Along with adding new features to the system in the future, the USB connection also allows you to transfer recorded radio shows to your PC, or put MP3s directly on to the SD card, which sits in the reader on the front of the system, alongside a third auxiliary input.
MP3s aren't sorted by album or artist automatically. Instead, you need to organise them into different folders yourself on the PC. But the good news is that it can read ID3 tags, so at least you know what's playing and it will play albums in the right order. It also supports M3U playlists, allowing for good old-fashioned manual playlist creation, though this can only be achieved using a computer.
Other notable features include support for MP3 CDs, several clock alarms, up to 20 DAB recording schedules, 99 DAB and 24 FM presets and full bass and treble control for customised listening preferences.
The Legato II does a pretty good job of reproducing a wide range of audio, from the melodic strumming of folk rock, through to the complexities of modern progressive metal. Using a lossless file through the auxiliary input, KT Tunstall's Black Horse and The Cherry Tree bit through the speakers and into our ears with excellent clarity and definition. This track demonstrated the Legato II's strength at mid- and high-range frequency reproduction.
Moving on to Dream Theater's Peruvian Skies, we heard a great ability to drive a complex but well-mixed blend of guitars, a unique range of keyboard effects, powerful drums and complex bass patterns. While performance with this type of music could be improved upon in terms of overall definition, we were very content with the Legato II's general audio performance.

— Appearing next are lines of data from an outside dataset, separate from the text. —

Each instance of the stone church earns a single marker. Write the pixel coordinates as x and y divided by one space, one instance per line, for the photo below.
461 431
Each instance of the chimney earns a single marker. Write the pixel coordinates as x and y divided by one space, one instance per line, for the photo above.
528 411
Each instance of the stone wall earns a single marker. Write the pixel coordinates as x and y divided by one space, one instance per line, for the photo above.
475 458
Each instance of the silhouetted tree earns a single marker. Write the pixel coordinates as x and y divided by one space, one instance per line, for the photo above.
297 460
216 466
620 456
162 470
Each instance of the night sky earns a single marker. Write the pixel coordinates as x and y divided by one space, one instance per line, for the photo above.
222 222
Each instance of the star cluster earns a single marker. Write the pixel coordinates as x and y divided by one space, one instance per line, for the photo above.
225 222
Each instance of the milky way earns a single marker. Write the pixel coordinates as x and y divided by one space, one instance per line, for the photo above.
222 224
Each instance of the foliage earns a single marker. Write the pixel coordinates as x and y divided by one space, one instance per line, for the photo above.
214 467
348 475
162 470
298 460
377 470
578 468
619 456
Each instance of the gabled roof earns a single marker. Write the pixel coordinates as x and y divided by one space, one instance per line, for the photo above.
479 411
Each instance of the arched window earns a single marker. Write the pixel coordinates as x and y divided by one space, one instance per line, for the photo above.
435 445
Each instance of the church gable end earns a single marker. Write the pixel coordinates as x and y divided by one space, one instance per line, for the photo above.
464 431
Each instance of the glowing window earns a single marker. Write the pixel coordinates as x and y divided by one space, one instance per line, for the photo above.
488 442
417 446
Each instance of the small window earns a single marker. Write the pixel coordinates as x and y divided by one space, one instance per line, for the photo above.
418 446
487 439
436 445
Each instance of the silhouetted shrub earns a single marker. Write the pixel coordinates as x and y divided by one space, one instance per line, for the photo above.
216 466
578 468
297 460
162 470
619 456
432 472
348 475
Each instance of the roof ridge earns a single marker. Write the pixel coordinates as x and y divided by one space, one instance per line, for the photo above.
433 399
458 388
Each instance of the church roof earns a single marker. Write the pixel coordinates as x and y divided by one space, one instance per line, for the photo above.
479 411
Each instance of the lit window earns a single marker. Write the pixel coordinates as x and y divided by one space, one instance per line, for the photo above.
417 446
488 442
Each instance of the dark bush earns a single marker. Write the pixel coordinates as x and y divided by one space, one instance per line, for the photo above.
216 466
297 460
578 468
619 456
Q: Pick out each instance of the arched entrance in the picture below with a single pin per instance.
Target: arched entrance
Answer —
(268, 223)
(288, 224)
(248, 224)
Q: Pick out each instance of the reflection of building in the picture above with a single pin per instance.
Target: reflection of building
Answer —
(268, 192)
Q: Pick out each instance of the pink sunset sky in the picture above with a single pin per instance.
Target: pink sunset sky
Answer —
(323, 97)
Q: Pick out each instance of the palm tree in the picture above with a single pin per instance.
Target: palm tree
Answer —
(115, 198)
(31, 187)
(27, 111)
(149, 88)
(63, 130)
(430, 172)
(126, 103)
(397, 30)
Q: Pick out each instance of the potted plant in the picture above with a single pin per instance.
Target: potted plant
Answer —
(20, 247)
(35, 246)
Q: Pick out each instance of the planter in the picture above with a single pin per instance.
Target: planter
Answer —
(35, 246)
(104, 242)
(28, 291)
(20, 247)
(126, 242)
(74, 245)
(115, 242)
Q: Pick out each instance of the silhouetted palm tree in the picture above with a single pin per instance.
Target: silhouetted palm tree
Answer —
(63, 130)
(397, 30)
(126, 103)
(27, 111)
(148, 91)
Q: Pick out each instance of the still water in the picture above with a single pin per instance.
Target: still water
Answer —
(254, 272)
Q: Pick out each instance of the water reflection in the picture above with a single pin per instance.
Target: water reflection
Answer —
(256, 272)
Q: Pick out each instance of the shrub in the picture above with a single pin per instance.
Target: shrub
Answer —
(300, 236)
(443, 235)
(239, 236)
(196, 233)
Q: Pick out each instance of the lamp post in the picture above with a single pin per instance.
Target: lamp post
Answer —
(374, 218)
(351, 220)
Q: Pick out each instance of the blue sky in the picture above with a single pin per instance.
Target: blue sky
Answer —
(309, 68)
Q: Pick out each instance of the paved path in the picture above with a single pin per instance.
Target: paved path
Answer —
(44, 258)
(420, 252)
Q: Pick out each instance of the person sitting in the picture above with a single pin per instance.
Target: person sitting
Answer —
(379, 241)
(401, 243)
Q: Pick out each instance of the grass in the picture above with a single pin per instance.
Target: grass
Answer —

Using the Legato II's independent bass and treble controls really makes a difference and adds significant warmth and body to any audio played on the system. Rock music in particular sounds improved by using these tweaks and bass-driven dance anthems sound much more powerful, too.
The Legato II is an all-round great performer and the DAB recording and EPG features are superb. The only downside is that it's a little on the expensive side, but if you're planning on using all of the features it boasts, it's worth paying the extra.